As someone who has written for Bassmaster Magazine for more than four decades, I’ve fished with a host the country’s top pros at what are called media events. A company that sponsors a tournament pro staff brings their pros to a particular lake and invites a select group of media folks to join them.
The outing results in articles, photos, television and internet videos, as well as radio interviews that pertain to bass fishing. I’ve been to countless media events hosted by many companies over the years.
During a very busy few days, each member of the media gets together with as many of the pros as possible. I typically work with three or four different anglers each day. Much of the limited time I have with each pro is spent taking photos and developing story lines.
However, I also like to turn the pros loose to fish for a while so I can watch them in action. I want to get a sense of how they handle their tackle, work their baits and attack whatever conditions are present. This often turns up something worth writing about.
Although bass are needed for photos at media events, the pressure to catch them is nothing compared to tournament competition. Even so, most of the pros still fervently want to catch bass. They can’t help themselves. It’s part of their DNA.
For example, when I’ve turned Kevin VanDam or Greg Hackney loose at a media event, they go right to work with much the same focus, pace and intelligence they apply to their tournament fishing. These exceptional pros simply don’t have a low gear. They are also very upbeat mentally, even when bites are hard to come by.

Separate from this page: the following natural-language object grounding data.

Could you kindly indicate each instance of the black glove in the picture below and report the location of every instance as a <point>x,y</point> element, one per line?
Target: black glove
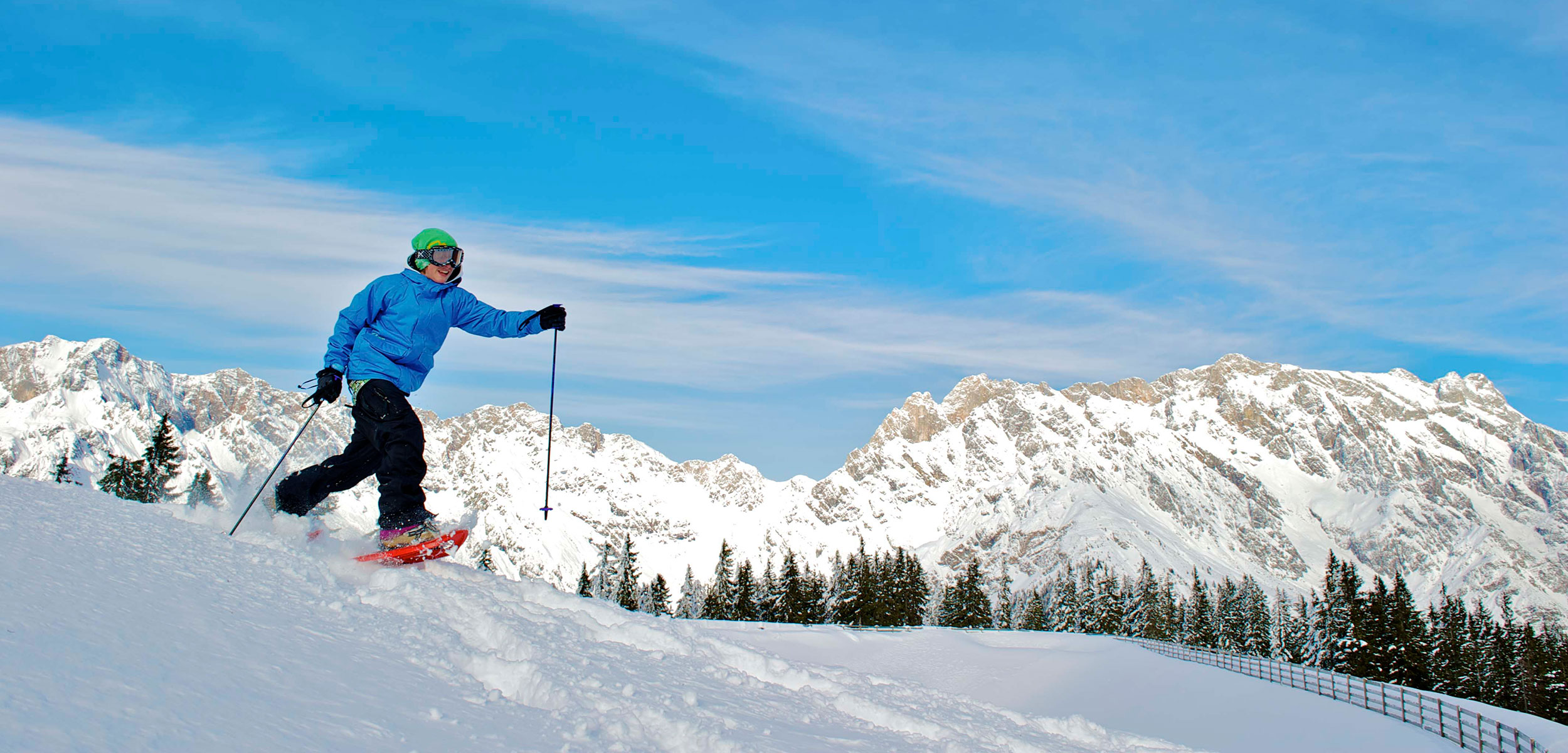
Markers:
<point>553,318</point>
<point>328,385</point>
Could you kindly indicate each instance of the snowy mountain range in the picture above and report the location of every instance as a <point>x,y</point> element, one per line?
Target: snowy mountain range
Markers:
<point>1234,468</point>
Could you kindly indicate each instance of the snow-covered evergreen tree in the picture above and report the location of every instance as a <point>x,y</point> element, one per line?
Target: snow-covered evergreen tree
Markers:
<point>626,576</point>
<point>967,604</point>
<point>692,594</point>
<point>745,603</point>
<point>657,601</point>
<point>61,473</point>
<point>720,598</point>
<point>201,491</point>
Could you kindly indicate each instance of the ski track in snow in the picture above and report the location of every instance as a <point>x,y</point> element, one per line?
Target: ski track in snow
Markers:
<point>129,629</point>
<point>192,641</point>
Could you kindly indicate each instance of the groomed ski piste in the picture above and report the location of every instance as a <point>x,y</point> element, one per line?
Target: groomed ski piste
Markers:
<point>137,626</point>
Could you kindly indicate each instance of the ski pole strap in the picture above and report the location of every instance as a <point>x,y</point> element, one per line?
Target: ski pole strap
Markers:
<point>275,468</point>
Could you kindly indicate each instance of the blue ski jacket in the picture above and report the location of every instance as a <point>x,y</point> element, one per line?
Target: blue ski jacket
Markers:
<point>396,325</point>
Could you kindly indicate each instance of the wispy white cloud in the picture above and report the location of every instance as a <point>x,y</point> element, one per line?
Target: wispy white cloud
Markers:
<point>1418,253</point>
<point>218,250</point>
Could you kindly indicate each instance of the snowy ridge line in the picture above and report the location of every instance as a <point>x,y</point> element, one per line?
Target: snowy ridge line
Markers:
<point>1468,729</point>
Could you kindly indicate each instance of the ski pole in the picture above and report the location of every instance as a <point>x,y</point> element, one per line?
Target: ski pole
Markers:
<point>549,429</point>
<point>275,468</point>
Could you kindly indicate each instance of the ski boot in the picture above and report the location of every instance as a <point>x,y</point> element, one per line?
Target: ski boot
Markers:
<point>410,535</point>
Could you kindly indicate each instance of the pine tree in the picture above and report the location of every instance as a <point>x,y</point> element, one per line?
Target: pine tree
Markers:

There are also a few pros who take intensity to a fever pitch when things weren’t going well at a media event. Indiana pro Jacob Wheeler is one of them. This year I spent a few hours in his boat during a Lew’s/Larew media event at Toledo Bend.
Wheeler already had a nice bass in his livewell, so we didn’t need to catch a bass for photos. But he was frustrated that he had not been able to catch anything on offshore structure. I turned him loose to see if he could make this happen.
Wheeler excels with his electronics and soon found a school of fish on a point that was 30 feet deep. He was convinced that the fish were bass, and he went after them with an intensity that surprised me.
Wheeler started with a drop shot. Whenever he saw a mark that looked to be a good bass, he would watch his drop shot plummet down to it. A fish would often rise up to greet the bait on its way to the bottom, a good indicator that a strike is about to happen.
Then Wheeler would raise the bait off the bottom and watch the fish follow it up, an even better sign that a strike is imminent. But the bites never came no mater how he work the bait. All the while Wheeler talked to the fish, which I’m sure he also does when he fishes alone.
“Bite it you sucker,” was an oft-repeated phrase. “Dang” stung the air whenever a fish would reject his bait.
He spent 90 minutes working on those fish with a variety of lures before our time ran out. The more the fish refused to bite the more upset Wheeler became.
He took it personally. He was honestly ticked off.
The only pressure on Wheeler was his intense desire to make the bass bite. No doubt, this is part of the reason for his success.
Every pro is intense when they fish a tournament, but I’ve never seen anything that comes close to Wheeler when the only thing on the line is the satisfaction of outsmarting a bass.